The right rides high - dogmatism and religious fundamentalism in U.S. Republican Party - Cover Story
Progressive, The, Oct, 1994 by Chip Berlet
Such scapegoating has been applied intensively in rural areas, and there are signs of an emerging social movement of "new patriots" who are grafting together the conspiracy theories of the John Birch Society with the ardor and armor of the paramilitary Right.
These Far Right forces are beginning to influence state and local politics in the Pacific Northwest and Rocky Mountain states through amorphous sovereignty campaigns, county autonomy and "posse" movements, and some portions of the antienvironmentalist "wise use" effort. The same regions have seen contests within the Republican Party on the state level between mainstream Republicans and the Religious Right. The political spectrum in some states now ranges from repressive corporate liberalism on the "left" through authoritarian theocracy to nascent fascism.
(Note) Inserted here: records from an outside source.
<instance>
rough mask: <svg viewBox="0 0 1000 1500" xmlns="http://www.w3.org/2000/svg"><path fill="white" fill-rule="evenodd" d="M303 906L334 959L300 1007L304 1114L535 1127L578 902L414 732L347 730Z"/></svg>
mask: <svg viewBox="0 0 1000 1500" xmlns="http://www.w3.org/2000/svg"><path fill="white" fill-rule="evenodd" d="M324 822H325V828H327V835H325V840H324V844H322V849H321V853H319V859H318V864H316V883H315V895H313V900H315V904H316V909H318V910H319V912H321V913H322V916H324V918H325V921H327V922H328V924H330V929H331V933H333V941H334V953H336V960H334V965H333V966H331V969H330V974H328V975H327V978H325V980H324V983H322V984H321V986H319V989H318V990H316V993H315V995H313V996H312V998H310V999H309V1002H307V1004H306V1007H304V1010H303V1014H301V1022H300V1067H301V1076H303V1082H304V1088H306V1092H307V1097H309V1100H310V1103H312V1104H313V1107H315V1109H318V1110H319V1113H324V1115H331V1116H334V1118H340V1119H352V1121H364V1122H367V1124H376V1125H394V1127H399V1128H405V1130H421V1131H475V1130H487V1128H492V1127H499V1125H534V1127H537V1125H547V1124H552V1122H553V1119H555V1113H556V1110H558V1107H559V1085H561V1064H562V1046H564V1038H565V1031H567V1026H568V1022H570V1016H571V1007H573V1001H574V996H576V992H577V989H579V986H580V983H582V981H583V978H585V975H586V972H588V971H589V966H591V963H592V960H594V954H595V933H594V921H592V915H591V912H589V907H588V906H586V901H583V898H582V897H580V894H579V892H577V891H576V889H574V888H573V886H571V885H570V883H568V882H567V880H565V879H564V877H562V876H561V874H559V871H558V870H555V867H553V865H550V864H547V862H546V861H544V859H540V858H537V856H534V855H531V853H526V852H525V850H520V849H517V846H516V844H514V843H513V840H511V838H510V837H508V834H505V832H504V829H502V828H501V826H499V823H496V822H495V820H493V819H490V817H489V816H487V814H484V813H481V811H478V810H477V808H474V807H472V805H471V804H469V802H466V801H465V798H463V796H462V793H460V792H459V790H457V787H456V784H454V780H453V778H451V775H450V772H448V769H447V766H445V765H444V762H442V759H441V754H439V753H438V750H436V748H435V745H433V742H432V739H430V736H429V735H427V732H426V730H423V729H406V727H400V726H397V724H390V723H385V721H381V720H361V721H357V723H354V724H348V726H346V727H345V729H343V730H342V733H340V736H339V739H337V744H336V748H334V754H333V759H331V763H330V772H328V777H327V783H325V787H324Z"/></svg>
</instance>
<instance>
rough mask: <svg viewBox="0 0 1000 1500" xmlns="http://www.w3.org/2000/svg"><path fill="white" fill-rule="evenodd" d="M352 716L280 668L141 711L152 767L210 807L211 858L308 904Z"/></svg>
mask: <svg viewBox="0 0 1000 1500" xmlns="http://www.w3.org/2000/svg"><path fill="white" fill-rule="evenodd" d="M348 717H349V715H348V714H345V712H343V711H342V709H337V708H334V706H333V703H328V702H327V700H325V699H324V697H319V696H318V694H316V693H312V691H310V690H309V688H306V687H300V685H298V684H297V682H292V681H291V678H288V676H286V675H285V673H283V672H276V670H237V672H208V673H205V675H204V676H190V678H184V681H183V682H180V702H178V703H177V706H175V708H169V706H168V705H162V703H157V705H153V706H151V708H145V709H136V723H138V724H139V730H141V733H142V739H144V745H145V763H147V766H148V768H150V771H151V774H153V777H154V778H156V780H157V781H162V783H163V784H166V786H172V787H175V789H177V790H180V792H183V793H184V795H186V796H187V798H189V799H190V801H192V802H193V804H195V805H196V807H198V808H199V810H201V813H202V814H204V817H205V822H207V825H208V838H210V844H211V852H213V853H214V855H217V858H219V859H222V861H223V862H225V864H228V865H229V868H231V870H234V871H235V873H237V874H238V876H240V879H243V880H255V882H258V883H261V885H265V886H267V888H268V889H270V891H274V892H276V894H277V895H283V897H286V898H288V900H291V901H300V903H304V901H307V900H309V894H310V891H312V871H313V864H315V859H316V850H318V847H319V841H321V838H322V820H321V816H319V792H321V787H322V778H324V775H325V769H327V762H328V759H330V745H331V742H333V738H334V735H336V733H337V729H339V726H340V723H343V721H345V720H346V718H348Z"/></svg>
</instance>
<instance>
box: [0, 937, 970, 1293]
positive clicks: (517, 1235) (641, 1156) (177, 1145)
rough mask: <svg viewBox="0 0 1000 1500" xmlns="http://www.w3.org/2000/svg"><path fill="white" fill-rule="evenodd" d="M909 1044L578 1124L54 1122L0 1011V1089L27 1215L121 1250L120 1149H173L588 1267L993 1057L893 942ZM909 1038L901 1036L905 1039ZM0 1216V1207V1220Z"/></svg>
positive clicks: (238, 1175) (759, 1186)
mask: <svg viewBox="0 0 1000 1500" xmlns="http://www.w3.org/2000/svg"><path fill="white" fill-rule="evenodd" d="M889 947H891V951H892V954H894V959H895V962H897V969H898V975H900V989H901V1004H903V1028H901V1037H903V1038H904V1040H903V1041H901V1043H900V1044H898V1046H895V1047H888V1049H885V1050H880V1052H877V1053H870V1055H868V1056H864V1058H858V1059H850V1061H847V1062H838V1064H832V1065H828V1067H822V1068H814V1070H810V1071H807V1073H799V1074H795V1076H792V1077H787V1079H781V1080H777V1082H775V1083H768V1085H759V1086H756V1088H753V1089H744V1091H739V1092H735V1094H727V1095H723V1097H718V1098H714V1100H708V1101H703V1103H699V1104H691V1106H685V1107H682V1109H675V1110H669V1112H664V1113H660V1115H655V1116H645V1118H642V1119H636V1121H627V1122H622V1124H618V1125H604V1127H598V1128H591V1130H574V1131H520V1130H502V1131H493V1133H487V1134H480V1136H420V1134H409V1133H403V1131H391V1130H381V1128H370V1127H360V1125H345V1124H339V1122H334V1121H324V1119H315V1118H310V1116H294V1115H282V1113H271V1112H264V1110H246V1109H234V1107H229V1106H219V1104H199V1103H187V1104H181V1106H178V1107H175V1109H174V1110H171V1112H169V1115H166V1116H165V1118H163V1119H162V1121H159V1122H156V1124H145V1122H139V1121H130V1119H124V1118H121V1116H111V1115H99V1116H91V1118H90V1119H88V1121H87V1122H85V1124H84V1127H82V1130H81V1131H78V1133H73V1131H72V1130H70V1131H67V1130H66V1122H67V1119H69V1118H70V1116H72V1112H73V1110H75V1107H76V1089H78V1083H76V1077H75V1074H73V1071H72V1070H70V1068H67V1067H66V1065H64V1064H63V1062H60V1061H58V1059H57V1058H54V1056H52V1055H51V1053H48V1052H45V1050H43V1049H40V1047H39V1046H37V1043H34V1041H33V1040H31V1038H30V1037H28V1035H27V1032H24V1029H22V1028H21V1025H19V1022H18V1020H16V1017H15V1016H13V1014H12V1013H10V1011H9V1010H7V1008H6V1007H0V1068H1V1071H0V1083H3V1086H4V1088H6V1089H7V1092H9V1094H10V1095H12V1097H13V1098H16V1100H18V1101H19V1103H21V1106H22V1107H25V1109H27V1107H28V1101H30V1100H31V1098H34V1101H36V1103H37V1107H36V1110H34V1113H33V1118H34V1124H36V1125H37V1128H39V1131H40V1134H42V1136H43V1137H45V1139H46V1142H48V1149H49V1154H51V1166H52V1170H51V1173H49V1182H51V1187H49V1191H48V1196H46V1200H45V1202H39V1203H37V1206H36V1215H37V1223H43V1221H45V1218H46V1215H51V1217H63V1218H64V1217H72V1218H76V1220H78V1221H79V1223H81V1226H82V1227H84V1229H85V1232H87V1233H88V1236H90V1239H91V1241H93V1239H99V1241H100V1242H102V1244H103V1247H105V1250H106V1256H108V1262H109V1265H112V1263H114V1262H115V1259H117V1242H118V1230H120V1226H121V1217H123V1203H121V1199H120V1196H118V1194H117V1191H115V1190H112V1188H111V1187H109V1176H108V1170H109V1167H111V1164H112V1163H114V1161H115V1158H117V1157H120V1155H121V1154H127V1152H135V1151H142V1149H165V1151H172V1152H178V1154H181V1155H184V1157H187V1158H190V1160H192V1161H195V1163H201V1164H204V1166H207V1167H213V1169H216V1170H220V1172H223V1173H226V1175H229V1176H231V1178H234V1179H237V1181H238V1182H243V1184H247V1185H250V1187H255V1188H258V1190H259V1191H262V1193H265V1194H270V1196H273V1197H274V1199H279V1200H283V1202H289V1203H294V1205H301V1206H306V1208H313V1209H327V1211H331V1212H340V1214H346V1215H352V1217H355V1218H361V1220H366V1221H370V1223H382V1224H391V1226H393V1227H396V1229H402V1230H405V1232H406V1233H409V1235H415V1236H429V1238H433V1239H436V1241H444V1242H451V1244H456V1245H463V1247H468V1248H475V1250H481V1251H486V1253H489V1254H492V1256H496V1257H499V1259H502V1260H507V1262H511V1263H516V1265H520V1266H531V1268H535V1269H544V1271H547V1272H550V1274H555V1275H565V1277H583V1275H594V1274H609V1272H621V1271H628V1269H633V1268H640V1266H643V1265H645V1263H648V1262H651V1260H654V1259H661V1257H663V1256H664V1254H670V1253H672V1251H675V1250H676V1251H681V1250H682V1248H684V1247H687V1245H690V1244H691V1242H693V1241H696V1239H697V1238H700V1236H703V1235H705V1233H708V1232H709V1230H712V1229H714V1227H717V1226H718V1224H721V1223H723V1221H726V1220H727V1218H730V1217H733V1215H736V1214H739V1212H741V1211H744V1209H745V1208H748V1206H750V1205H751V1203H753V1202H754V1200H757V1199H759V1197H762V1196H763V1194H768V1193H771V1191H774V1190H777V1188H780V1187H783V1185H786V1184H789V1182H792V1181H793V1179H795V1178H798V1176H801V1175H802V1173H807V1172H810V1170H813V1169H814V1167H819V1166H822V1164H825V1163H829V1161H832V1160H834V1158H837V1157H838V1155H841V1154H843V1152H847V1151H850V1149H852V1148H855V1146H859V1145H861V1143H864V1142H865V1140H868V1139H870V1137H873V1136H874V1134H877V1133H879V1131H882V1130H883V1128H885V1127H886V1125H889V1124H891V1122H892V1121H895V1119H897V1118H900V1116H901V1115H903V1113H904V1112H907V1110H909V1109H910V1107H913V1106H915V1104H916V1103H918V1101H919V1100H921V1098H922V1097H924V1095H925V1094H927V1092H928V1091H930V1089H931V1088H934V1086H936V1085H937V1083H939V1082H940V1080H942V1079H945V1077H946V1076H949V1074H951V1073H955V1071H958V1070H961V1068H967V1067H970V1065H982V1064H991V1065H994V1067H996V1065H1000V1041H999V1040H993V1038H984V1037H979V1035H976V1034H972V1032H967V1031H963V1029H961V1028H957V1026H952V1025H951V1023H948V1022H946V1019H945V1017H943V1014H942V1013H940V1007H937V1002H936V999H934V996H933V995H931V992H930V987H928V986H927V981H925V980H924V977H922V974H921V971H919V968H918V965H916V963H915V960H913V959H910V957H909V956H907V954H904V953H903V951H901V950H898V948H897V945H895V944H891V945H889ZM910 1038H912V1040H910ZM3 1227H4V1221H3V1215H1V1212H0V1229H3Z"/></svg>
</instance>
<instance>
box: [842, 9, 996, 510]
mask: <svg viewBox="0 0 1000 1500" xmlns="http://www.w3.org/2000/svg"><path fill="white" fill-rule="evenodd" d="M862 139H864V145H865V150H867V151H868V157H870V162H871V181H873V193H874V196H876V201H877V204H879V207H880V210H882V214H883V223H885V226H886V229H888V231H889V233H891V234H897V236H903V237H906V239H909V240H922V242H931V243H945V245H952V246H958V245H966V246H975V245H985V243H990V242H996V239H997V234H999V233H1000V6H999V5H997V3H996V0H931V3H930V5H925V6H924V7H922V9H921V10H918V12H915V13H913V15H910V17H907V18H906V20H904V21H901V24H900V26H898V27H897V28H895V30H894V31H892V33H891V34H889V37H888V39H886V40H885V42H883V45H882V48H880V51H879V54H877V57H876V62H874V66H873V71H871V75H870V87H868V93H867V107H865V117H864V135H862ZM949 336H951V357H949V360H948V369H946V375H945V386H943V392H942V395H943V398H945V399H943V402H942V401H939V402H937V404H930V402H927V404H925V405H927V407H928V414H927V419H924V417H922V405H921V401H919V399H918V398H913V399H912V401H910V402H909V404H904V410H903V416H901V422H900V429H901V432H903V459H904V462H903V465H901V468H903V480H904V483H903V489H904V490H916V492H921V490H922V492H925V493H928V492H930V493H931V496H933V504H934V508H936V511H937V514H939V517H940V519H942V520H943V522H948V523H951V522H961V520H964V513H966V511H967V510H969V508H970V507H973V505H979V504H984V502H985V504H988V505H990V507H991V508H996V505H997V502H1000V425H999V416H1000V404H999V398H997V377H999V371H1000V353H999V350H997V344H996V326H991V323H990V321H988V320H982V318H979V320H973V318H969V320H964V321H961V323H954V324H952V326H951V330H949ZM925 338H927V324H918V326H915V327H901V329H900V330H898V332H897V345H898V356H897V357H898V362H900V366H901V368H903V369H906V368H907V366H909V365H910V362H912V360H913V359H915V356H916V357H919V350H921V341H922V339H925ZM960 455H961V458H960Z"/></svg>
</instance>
Spanning the breadth of the antidemocratic Right is the banner of the Culture War. According to current conspiratorial myth, liberal treachery in service of godless secular humanism has been "dumbing down" schoolchildren with the help of the National Education Association to prepare the country for totalitarian rule under a "One World Government" and "New World Order."
The idea of the Culture War was promoted by strategist Paul Weyrich of the Free Congress Foundation. In 1987, Weyrich commissioned a study, Cultural Conservatism: Toward a New National Agenda, which argued that cultural issues provided antiliberalism with a more unifying concept than economic conservatism. Cultural Conservatism: Theory and Practice followed in 1991.
Earlier, Weyrich had sponsored the 1982 book The Homosexual Agenda and the 1987 Gays, AIDS, and You, which helped spawn successive and successful waves of homophobia. The Free Congress Foundation, founded and funded with money from the Coors Beer family fortune, is the key strategic think tank backing Robertson's Christian Coalition, which is building a grass-roots movement to wage the Culture War.
For Robertson, the Culture War opposes sinister forces wittingly or unwittingly doing the bidding of Satan. This struggle for the soul of America takes on metaphysical dimensions combining historic elements of the Crusades and the Inquisition. The Christian Coalition could conceivably evolve into a more mainstream conservative political movement, or--especially if the economy deteriorates--it could build a mass base for fascism similar to the clerical fascist movements of mid-century Europe.
John C. Green is a political scientist and director of the Ray C. Bliss Institute at the University of Akron in Ohio. With a small group of colleagues, Green has studied the influence of Christian evangelicals on recent elections, and has found that contrary to popular opinion, the nasty and divisive rhetoric of Pat Buchanan, Pat Robertson, and Marilyn Quayle at the 1992 Republican Convention was not as significant a factor in the defeat of Bush as were unemployment and the general state of the economy. On balance, he believes, the Republicans gained more votes than they lost in 1992 by embracing the Religious Right. "Christian evangelicals played a significant role in mobilizing voters and casting votes for the Bush-Quayle ticket," says Green.